For months on end eye contact would be avoided at all costs. I thought it was for the best, I mean lets face it. It works in the movies right? Guy meets girl, girl breaks guys heart, guy moves on? Well it's not that simple. Her smile made me melt. Just like our friendship, her involvement with the course soon dissolved. Sure she achieved second year, but she never did reappear for 3rd year. Her seat remained vacant, much like my soul was missing a part of the jigsaw. Even now I take a trip to lecture theatre early, just so I can grasp what I am missing, call me pathetic. But you don't even know me, and you never will.
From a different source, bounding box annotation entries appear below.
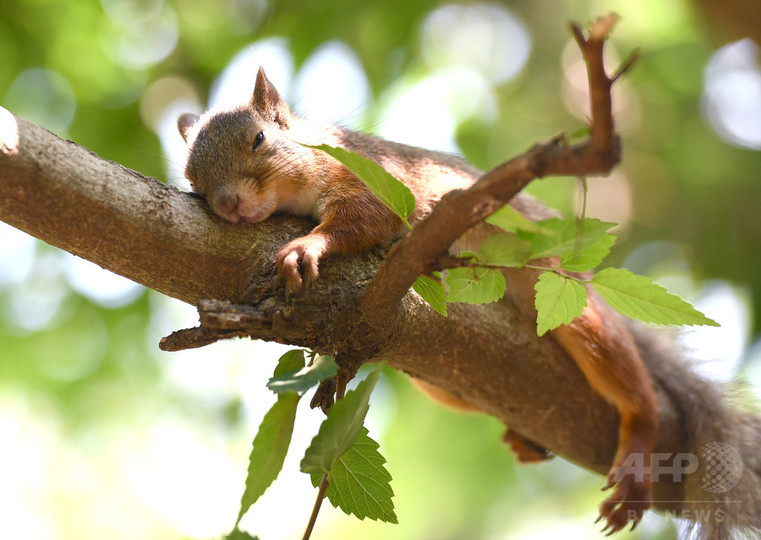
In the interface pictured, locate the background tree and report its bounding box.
[0,1,761,538]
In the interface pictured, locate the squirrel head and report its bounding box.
[177,68,318,223]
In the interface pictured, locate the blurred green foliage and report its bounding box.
[0,0,761,539]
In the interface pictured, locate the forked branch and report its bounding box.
[361,14,636,328]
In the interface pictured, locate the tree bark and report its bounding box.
[0,106,690,507]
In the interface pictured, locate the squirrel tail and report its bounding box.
[630,323,761,540]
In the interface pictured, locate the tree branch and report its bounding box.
[361,14,633,328]
[0,14,761,528]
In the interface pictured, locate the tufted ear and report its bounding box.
[251,67,291,128]
[177,113,200,142]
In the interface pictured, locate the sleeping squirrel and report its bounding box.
[177,68,658,532]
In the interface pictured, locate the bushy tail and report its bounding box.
[631,323,761,540]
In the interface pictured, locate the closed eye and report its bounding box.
[251,131,264,152]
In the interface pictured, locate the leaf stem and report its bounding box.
[524,264,592,285]
[301,473,330,540]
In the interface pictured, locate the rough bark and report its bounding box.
[0,16,761,526]
[0,102,689,510]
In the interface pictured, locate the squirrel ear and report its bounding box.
[251,67,291,128]
[177,113,200,142]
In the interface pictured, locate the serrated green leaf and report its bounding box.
[484,204,542,233]
[457,250,482,263]
[592,268,719,326]
[312,427,398,523]
[305,144,415,227]
[534,272,587,336]
[222,527,259,540]
[301,369,380,474]
[412,276,447,317]
[480,234,531,268]
[272,349,306,377]
[235,392,299,527]
[447,267,507,304]
[519,218,615,259]
[267,356,338,394]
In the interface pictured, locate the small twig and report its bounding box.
[358,14,621,332]
[302,473,330,540]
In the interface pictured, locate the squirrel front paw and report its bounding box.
[275,234,327,296]
[595,466,652,536]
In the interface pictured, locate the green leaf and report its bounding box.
[592,268,719,326]
[267,356,338,394]
[519,218,615,267]
[312,427,398,523]
[301,369,380,474]
[273,349,306,377]
[235,392,299,527]
[447,268,507,304]
[560,234,616,272]
[304,144,415,227]
[534,272,587,336]
[412,276,447,317]
[480,234,531,268]
[222,526,259,540]
[484,204,542,233]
As the bus slowly grinded to a halt, it was my stop. I didn't want to get off; I wanted to stay static. I can't even remember boarding the bus; the last thing I remember was walking along the high street. My instincts must have taken me away, just like my mind has flawlessly recalled that girl. I swear to god I thought I seen her. Maybe it was an illusion? I know ill see her again. I see her ninety percent of the time I am awake. She provoked the common sense I was missing. Now I had become what I hated the most. Mr. Facts and Figures, and I resent it, but I know its what I do. I never asked for these higher powers. I was given them, I never asked for god to push me away from everyone I ever loved. It was fate, and it is the same fate, which will lead me to my destiny. The destiny I have waited all my life to achieve. I have one opportunity, one shot, and one chance to make it happen. I owe it to myself, and more importantly I owe it too all my believers. I don't have many left, half the time those who hate me – are those who don't understand me. I never claimed to be perfect, but I do know what it takes to achieve perfection, and that is what I strive to be.
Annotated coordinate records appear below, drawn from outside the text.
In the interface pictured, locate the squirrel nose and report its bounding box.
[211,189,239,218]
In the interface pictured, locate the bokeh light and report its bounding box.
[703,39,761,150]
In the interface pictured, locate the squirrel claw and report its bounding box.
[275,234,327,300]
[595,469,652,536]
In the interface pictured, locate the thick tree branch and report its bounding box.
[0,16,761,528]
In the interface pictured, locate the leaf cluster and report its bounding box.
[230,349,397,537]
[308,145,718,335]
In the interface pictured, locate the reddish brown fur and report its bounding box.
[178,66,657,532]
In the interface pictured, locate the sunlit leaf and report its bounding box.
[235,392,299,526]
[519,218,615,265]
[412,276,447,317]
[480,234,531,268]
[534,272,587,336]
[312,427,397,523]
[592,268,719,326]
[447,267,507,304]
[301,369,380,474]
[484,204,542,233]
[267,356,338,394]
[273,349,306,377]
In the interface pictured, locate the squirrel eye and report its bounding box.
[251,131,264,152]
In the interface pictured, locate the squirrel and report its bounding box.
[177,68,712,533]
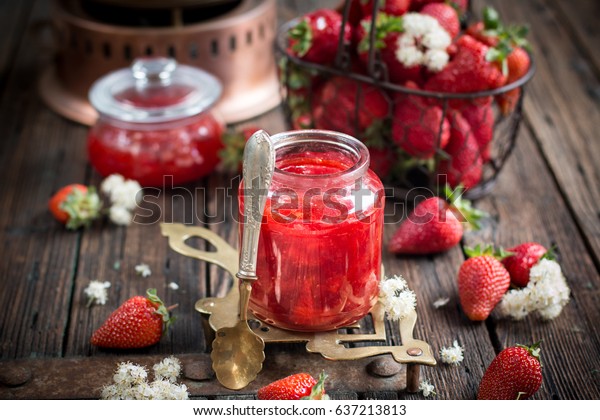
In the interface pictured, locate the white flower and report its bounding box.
[379,276,417,321]
[152,356,181,383]
[83,280,110,306]
[440,340,464,365]
[135,263,152,277]
[419,379,435,397]
[100,356,189,400]
[500,258,571,320]
[108,206,133,226]
[100,174,125,197]
[396,13,452,72]
[110,179,142,210]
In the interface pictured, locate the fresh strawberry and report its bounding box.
[437,111,483,189]
[288,9,352,64]
[502,242,548,287]
[359,0,411,16]
[461,102,494,163]
[257,372,328,400]
[314,76,390,140]
[477,343,542,400]
[392,82,450,159]
[496,47,531,115]
[219,125,260,173]
[48,184,102,229]
[355,13,423,84]
[458,246,510,321]
[91,289,174,349]
[388,189,485,254]
[410,0,469,15]
[424,35,506,106]
[421,3,460,39]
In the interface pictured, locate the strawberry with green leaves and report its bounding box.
[257,372,329,400]
[458,245,510,321]
[388,187,486,254]
[502,242,552,287]
[48,184,102,230]
[477,342,543,400]
[424,35,506,107]
[288,9,352,64]
[90,289,174,349]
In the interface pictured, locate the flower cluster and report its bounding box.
[440,340,465,365]
[396,13,452,71]
[379,276,417,321]
[83,280,110,307]
[100,356,189,400]
[100,174,142,226]
[500,258,571,320]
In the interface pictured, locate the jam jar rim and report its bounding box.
[271,129,370,184]
[88,58,223,124]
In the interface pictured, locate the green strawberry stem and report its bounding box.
[517,340,542,366]
[60,187,102,230]
[290,20,312,57]
[301,372,329,400]
[146,289,177,334]
[444,184,489,230]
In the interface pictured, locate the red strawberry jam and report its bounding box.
[88,58,224,187]
[240,130,384,331]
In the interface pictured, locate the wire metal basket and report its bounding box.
[276,0,535,199]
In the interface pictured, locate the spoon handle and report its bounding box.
[237,130,275,280]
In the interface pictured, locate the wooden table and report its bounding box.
[0,0,600,399]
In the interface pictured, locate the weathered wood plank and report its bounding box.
[465,118,600,399]
[477,0,600,266]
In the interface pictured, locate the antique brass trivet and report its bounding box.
[161,223,436,392]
So when the clock strikes down next week, and its time to compete. I will be ready, I know Logan Knight also struggles with his life. I guess we have more in common than first imagined. We are both tortured souls of the same species. I guess the only difference is – one of us has destiny on his side. While the other, the other wallows in self-pity. I know the worst is past, and thinking about my life has somehow proved therapeutic. Now I almost feel free of my demons. It's time for a fresh start; it's time to write my own chapter of history. So many people have written me off at their peril. Yet when in reality my time is only beginning. We shall strive to achieve world domination through the only way I know how – ruthless aggression! The finish line is well within my grasp, all I need to do is catch the next train, and by god just like all those years of heading to the lecture theatre early – I will be on the first train home. It wont be a return ticket either, because once I am at the top I won't be stepping down without putting up the fight of my life. So please, do yourself a favour. Refrain from judging me, because what is in words right now. Shall be put into actions later.

"We can't solve problems by using the same kind of thinking we used when we created them."